この木はおそらく数十年前に台風の直撃で地上1メートルほどの高さで幹が折れ、そのすぐ下から新しい幹を作って枝を張って生き延びてきた木です。普通ならば確実に枯れてしまう状況です。信じられないほどの生命力をもっています。

着工する前、彼はこの木と話しをしました。木の樹皮に手をあてて自分がこれからやろうとすることを木に伝えると、その手にあたたかいぬくもりを感じたそうです。

人間は自然に対してあまりにも大きな力をもってしまいました。
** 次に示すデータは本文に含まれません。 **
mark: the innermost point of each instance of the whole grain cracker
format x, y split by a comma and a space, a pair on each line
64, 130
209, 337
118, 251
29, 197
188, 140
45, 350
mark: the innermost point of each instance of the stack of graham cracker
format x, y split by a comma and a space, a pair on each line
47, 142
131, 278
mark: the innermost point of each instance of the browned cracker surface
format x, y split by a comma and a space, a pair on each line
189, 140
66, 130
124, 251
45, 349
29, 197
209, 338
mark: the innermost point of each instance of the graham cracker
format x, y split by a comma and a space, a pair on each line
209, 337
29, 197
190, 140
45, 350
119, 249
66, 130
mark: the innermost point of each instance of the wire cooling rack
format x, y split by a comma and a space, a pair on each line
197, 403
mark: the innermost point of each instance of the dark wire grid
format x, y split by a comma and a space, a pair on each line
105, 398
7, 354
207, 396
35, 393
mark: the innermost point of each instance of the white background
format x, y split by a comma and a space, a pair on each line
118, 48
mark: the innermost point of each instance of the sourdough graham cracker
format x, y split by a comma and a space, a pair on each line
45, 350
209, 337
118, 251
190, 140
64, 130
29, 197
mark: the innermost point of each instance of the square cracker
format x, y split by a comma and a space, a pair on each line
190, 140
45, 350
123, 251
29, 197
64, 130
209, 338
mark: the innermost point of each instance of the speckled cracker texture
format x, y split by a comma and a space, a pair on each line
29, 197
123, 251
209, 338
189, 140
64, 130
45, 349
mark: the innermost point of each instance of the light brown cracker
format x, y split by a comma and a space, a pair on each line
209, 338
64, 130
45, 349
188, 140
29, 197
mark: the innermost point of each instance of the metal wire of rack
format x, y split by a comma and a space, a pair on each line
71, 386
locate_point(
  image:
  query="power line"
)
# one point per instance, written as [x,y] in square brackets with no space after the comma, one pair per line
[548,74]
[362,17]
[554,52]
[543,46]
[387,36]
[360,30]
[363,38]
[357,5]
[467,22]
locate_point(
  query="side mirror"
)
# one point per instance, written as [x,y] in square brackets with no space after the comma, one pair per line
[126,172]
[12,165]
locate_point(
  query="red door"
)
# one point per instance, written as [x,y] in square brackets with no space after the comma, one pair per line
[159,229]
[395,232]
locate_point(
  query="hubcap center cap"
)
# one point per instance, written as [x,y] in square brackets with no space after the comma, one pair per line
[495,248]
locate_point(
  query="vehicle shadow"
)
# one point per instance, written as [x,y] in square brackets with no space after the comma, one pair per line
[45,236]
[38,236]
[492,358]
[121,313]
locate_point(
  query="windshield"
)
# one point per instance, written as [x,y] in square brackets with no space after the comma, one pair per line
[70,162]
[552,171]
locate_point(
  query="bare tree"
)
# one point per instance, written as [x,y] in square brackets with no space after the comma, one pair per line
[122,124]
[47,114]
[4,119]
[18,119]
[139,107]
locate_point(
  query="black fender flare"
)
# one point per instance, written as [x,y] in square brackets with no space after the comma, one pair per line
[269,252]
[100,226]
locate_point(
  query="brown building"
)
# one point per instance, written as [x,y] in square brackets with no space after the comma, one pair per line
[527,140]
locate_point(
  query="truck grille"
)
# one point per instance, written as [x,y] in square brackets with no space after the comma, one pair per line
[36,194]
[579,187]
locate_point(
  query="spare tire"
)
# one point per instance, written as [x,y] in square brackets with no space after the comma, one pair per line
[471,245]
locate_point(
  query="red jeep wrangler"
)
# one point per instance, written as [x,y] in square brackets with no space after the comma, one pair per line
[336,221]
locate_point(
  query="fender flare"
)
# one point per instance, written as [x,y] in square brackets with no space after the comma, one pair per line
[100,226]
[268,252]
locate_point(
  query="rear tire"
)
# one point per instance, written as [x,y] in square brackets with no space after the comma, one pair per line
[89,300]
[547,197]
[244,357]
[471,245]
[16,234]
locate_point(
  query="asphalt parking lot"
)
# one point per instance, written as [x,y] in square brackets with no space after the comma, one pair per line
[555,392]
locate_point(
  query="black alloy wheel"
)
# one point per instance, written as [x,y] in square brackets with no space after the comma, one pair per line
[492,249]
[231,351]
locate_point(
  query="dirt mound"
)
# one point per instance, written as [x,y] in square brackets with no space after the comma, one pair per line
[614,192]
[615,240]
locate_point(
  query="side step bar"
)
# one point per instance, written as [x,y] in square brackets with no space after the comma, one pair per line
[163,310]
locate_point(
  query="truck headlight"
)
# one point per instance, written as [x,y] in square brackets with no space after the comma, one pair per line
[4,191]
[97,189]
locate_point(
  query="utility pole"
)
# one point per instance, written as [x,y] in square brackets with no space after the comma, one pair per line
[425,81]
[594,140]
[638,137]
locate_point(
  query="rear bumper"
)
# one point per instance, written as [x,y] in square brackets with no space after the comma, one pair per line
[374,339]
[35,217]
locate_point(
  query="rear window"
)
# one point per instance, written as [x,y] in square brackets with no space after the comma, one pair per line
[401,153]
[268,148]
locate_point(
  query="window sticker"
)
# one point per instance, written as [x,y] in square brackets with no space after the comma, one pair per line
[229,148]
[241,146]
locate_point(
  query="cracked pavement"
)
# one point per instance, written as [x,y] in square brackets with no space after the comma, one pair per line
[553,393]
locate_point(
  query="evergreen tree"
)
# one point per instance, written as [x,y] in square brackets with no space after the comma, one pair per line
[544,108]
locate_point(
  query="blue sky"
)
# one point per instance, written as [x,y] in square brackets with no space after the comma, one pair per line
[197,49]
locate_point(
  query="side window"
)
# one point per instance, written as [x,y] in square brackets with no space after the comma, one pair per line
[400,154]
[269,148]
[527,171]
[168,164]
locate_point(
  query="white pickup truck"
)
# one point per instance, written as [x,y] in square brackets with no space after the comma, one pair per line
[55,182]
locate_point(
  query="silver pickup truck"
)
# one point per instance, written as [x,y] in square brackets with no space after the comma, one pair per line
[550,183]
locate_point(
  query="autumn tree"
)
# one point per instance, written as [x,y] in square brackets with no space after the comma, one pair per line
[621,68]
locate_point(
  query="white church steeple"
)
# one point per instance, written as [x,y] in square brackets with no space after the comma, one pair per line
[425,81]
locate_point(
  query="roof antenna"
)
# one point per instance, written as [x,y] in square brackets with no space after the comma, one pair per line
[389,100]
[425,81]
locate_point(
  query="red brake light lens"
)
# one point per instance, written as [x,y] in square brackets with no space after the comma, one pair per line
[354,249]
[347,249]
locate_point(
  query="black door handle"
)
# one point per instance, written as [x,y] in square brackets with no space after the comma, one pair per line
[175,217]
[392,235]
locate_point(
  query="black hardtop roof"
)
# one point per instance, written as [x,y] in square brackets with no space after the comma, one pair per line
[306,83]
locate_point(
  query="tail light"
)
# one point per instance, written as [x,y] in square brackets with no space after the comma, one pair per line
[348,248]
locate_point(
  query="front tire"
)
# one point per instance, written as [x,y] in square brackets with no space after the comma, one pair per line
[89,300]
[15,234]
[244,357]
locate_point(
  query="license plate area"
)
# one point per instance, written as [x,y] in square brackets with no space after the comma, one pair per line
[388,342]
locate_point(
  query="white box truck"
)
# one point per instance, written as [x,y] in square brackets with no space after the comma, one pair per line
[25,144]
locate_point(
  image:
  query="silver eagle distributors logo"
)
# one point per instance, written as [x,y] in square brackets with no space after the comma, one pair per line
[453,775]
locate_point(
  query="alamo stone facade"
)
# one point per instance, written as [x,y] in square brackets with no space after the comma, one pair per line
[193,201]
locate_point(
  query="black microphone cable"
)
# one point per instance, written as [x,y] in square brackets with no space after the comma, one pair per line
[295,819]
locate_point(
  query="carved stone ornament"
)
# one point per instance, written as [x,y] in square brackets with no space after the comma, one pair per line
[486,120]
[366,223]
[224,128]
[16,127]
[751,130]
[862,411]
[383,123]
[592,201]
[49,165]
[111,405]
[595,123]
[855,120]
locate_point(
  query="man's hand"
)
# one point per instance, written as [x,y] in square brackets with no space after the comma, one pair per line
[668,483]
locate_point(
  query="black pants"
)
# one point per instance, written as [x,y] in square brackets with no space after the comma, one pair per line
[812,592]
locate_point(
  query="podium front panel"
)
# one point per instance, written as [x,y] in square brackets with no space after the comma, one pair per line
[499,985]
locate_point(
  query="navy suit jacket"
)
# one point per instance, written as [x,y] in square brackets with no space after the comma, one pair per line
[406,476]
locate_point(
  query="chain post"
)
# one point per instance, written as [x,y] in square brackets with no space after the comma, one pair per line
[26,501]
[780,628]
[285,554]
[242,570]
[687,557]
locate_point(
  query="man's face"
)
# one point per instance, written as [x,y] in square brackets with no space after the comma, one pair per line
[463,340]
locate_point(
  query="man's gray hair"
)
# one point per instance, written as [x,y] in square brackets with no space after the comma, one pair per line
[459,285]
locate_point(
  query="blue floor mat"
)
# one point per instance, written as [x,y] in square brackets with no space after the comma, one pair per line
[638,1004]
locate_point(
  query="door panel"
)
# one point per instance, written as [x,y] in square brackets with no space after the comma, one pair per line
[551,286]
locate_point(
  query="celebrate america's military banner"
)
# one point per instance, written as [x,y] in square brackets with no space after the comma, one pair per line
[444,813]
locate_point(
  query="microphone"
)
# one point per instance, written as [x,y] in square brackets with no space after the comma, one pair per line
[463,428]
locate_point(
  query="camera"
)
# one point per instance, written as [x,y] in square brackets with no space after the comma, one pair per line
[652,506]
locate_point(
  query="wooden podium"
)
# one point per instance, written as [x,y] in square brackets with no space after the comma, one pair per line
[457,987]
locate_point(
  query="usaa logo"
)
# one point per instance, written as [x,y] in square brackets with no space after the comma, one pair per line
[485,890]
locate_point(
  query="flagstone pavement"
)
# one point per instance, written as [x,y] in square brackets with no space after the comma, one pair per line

私も、化石エネルギーの力を借りてチェンソーで木を切り刻んでいるときにはその功罪と向き合わずにはおれません。自然と共生するというのは本当に難しいテーマです。けれどその出発点は彼が持っているような敬意と優しさ、その素朴な心なんだと実感させてもらいました。


2009.01.07 木の命
batasan.jpg

冬にはマイナス10度にも下がるこの阿蘇の高地に住む私達の家。暖房はノルウェー製の鋳鉄の薪ストーブ。家の中で揺らめく炎を見ながら家族や仲間たちが集まるその空間は味わい深いものがあります。

けれど、その燃料たる薪を調達するのはなかなか難儀です。メリーモントには杉や檜が多く生えていますが、火持ちのいい広葉樹で薪として伐採できるものはほとんどありません。

先日、近所のおじさんがふらりと遊びにやってきました。今年の薪の調達にも追われている様子を見てから「うちの桜の木やるよ、ほかにもいろいろあるし」と言ってくれました。

大喜びで次の日に行ってみると、そこには樹齢40~50年ほどの大きな大きな桜が枝をいっぱいに広げてそびえていました。私が生まれる前からここに生きてきたこの木。ひと冬のぬくもりを得るためにその長い営みを絶つのは少し罪悪を感じました。

強力な仲間と共に、まる一日かけての伐採作業になりました。一番たいへんなのは枝を打ってトラックの荷台に押しつめて運ぶことでした。そしてあとに残った太くて立派な幹をみて思いつきました。「そうだ、これで新しい家のダイニングテーブルをつくろう!」そうすればこの木の一部は灰にならずに何十年も私達と共に新しい命を繋いでいくことができます。

100キロ以上もありそうなそのとてつもなく重い塊を運び終えた時には切る前の罪悪感が少し救われた気がしました。